Posted on June 8, 2021 by James Leslie

A month or two ago, my girlfriend, her brother and I went for a drive and came back with a puppy. My girlfriend had been wanting a puppy for many years; now that the day had come where she would get to take one home, she was beaming more than ever. When I lived in Scotland, my family raised and loved a yellow labrador (named Bobby), so I knew what to expect from the coming months. Or so I thought. Bobby came into my life when I was a mere 10 years old, so most of my memories of him are from the later stages in his life. My parents’ memories of this time will probably be better than mine. I have the occasional memory of Bobby chewing on the skirting boards and urinating behind the sofa, but apart from that, he is a dream dog in my mind.

The new puppy (Woody) makes me doubt the integrity of my previous memories. Woody is a chocolate labrador, with an apt name. Anything in our vicinity made of wood will end up suffering the misfortune of being chewed on. The list of casualties includes chairs, desks, tables, skirting boards, book shelves, notebooks and, of course, twigs and branches. This is only the list of his wooden feasts. Woody also has a real taste for plastic and metal, which unfortunately we found out when he chewed his way through my girlfriend’s bike’s chain guard.

This brings me to my first reflection on Stoicism. Keeping a puppy that tries to destroy everything in reach reminded me of the temporary nature of belongings. It is far too easy to forget that even though we purchase items, they don’t last forever. Even if they do out last us, we don’t take them with us. We should appreciate what we have while we have it.
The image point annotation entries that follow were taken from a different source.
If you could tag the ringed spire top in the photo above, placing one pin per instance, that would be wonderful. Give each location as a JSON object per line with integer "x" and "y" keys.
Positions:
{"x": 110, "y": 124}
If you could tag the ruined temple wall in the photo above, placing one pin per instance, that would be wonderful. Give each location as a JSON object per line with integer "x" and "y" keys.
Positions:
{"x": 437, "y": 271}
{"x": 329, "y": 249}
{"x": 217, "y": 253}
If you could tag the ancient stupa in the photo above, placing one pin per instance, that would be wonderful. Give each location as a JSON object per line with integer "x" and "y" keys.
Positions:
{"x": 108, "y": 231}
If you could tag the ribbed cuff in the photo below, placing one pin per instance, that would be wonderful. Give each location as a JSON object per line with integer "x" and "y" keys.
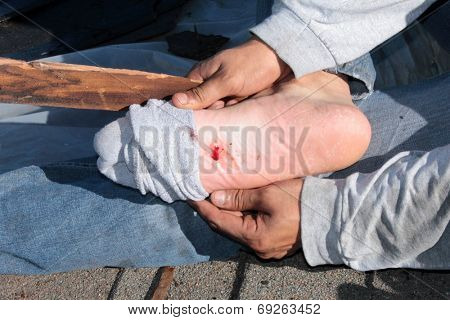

My second reflection is about anger. Before Woody came into my life, I thought that I was very hard to anger: I can’t remember a recent time that felt really angry. Now though, it seems like every day my anger rises to the surface. This usually happens when Woody thinks it’s a good idea to go around trying to eat everything in the house, including computer cables. When this happens, I have a real desire to punish Woody, but really this is only anger trying to take control. Punishment in the form of yelling or hitting serves no good, even in trying to get Woody’s behaviour to change. Some say that it can even reinforce the behaviour. The only reason I have a desire to punish him is because of the anger that bubbles up. The only purpose it serves is as a release for me. I need to accept that chewing is a part of his nature, especially now that he is teething. The best thing to do is to try and redirect his attention to one of his many toys, designed for withstanding his mighty chomp. When he can’t be redirected, it’s time for him to sleep.

When my girlfriend and I were planning living with a new dog, I didn’t think that Stoic values would be an important factor in raising it. I am glad that I was wrong.

Attached is a picture of the (not so little) Woody. Today, he has been a real star of a puppy and as I type this, he is fast asleep in his bed.